CBN Targets FX Rule Breakers with Sanctions After Deloitte Audit

CBN

The Central Bank of Nigeria (CBN) has announced plans to impose civil, administrative, or criminal penalties on entities found to have violated foreign exchange (forex) regulations, following a forensic audit that exposed widespread irregularities in undelivered forward contracts. The findings, detailed in a document released on the CBN’s website, underscore efforts to enforce compliance and stabilize Nigeria’s forex market.

Initiated in September 2023 and conducted by audit firm Deloitte, the investigation focused on transactions processed through the Retail Secondary Market Intervention Sales (RSMIS) system. The review uncovered multiple breaches, including discrepancies in beneficiary identities, inflated foreign currency requests, and improper use of documentation. Some contracts involved companies seeking approvals for imports of unauthorized goods or submitting incomplete or falsified paperwork, according to the report. In certain cases, the value of forex released surpassed the declared costs of imports, signaling potential fraud.

“The Central Bank is reviewing appropriate legal action against parties found to have violated applicable rules,” the document stated, adding that collaboration with law enforcement and regulators would determine the severity of sanctions. The contracts under scrutiny involved Nigerian businesses paying upfront in the local currency, the naira, for promised future delivery of U.S. dollars—a commitment many counterparties failed to fulfill.

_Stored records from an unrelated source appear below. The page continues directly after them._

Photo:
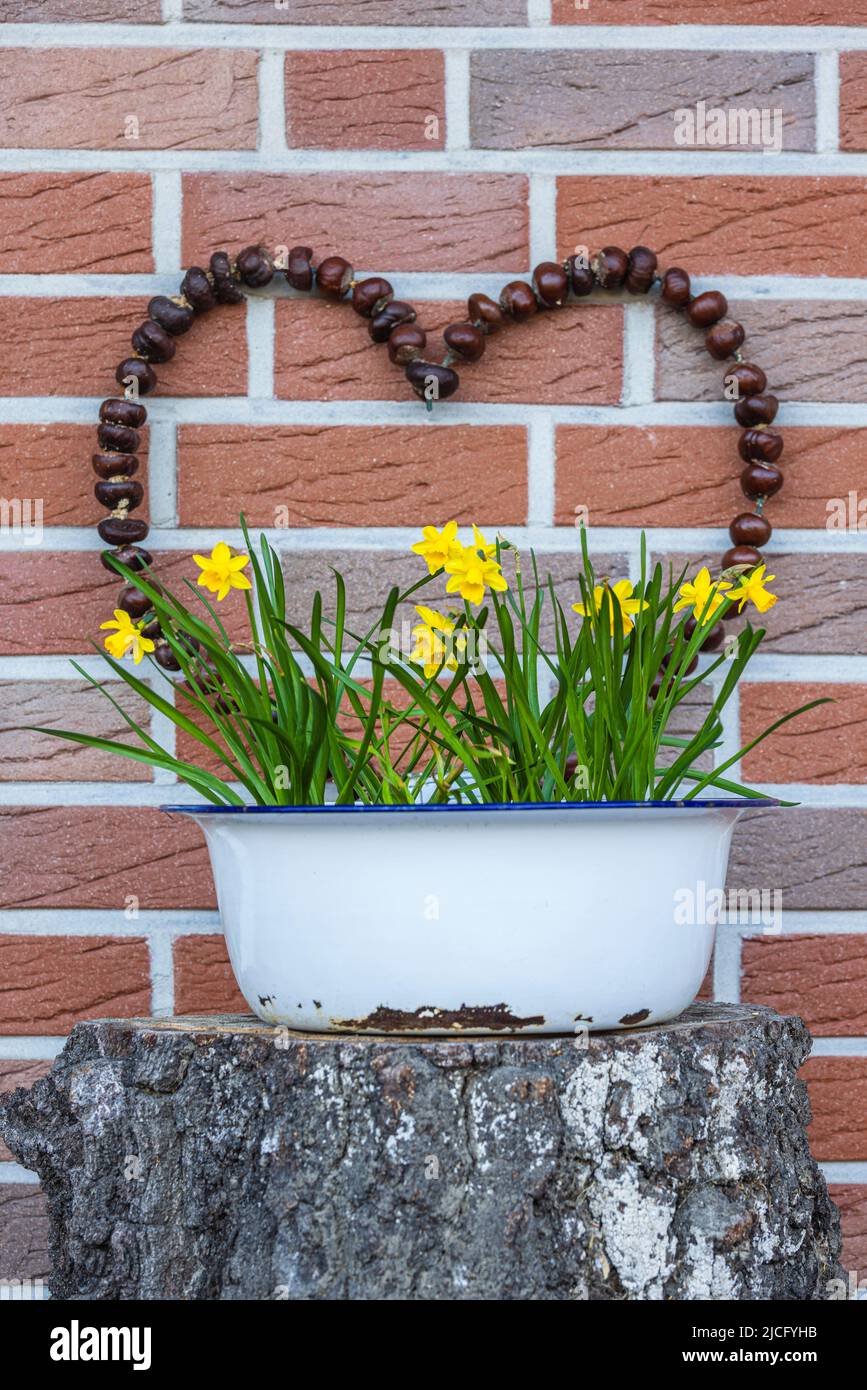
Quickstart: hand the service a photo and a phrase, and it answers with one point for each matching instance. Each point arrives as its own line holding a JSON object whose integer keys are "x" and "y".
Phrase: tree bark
{"x": 223, "y": 1158}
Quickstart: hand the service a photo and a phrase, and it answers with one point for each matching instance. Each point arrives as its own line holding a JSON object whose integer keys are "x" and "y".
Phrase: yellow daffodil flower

The CBN emphasized that only transactions verified as lawful and compliant were settled, while invalid contracts—deemed unenforceable under Nigerian law—resulted in refunds of naira payments without forex disbursement. Affected parties were reportedly given opportunities to respond to audit findings before final decisions were made. The central bank described the audit, now declared closed and irrevocable, as a “rigorous” and “procedurally fair” process overseen by independent experts.

The findings align with earlier disclosures by CBN Governor Olayemi Cardoso, who revealed in February 2024 that $2.4 billion of Nigeria’s $7 billion forex backlog had been flagged as invalid. By March 2024, the bank confirmed full clearance of legitimate outstanding forex obligations. A follow-up letter dated August 4, 2025, from the CBN’s Financial Markets Department reiterated that validated transactions had been settled, while unverified deals were refunded in naira to commercial banks.

These measures aim to strengthen oversight of Nigeria’s forex system, which has faced liquidity challenges and speculative activities in recent years. The CBN’s actions reflect a broader push to safeguard foreign reserves, deter malpractice, and restore confidence in Africa’s largest economy amid ongoing reforms to streamline currency management.